The answer from a technical point of view is ‘absolutely not’.
In the early 1960’s I was able to do reliable survey research on any subject. We knocked on people’s doors, found the right person to interview, and did the interview. The person to be interviewed was selected from a random number table. Survey theory supported this methodology, as long as we were getting interviews with close to 80% of the selected interviewees. The main error was in the sample size. Even a sample of 25 was often very accurate.
Today survey’s are done with a mixture of random calls to landlines, cellphones and sometimes personal interviews at shopping malls. The error is entirely in self-selection by respondents. Who are the people willing to answer the survey questionnaire? I often hang up in the middle of a phone survey when the questionnaire was clearly designed by ignorant amateurs.
In trying to correct the result to represent the general voting population the survey instrument includes questions about the demographics of the respondent and the location of the respondent (with zip code). People lie and deliberately distort their responses but in general the lying and distortion remains the same over time.
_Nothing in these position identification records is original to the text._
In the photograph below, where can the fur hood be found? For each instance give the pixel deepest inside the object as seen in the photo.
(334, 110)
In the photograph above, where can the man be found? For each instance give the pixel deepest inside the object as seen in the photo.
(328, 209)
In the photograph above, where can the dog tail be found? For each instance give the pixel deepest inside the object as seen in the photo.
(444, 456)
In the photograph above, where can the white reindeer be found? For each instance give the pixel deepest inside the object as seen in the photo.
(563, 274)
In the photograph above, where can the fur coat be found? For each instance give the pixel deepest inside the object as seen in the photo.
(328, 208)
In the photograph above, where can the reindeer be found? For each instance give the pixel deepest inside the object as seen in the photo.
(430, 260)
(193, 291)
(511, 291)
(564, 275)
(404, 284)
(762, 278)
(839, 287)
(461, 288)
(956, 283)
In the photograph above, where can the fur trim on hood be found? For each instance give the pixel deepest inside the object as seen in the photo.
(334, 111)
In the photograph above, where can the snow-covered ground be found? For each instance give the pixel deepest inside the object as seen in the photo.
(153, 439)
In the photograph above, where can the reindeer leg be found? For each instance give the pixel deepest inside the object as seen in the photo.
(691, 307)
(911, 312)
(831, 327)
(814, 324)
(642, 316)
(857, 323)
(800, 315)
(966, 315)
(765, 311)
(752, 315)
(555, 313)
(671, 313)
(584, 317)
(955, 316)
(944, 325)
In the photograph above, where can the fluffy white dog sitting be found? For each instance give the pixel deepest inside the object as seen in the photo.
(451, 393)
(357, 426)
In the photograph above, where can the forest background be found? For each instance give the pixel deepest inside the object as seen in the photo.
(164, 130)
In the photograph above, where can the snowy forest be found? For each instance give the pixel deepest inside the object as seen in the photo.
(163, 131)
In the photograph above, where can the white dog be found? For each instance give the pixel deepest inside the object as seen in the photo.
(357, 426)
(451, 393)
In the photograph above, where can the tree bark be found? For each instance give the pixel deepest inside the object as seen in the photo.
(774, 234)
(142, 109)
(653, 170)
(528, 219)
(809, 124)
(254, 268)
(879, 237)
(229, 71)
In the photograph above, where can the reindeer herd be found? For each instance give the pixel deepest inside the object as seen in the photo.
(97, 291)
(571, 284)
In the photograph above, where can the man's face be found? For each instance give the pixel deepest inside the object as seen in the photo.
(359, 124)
The problem is that the self-selection bias is horrific. Past election data is used to estimate current survey results. The two biggest problems with this is that the responses to landlines and cellphones has been changing rapidly. On the otherhand people don’t move very much after age 25 so zip codes are fairly useful.
One of the two worst problems is ethnicity. High turnout in one year by blacks can be a surprise, the same for Latinos. The other is voter turnout for the leading candidates is variable and no question or measurement is a reliable predictor.
Nate Silver has his own website and funding where he uses everyone else’s survey data and tries to make his own adjustments. He is doing the right thing. So I am giving a great deal of weight to his material.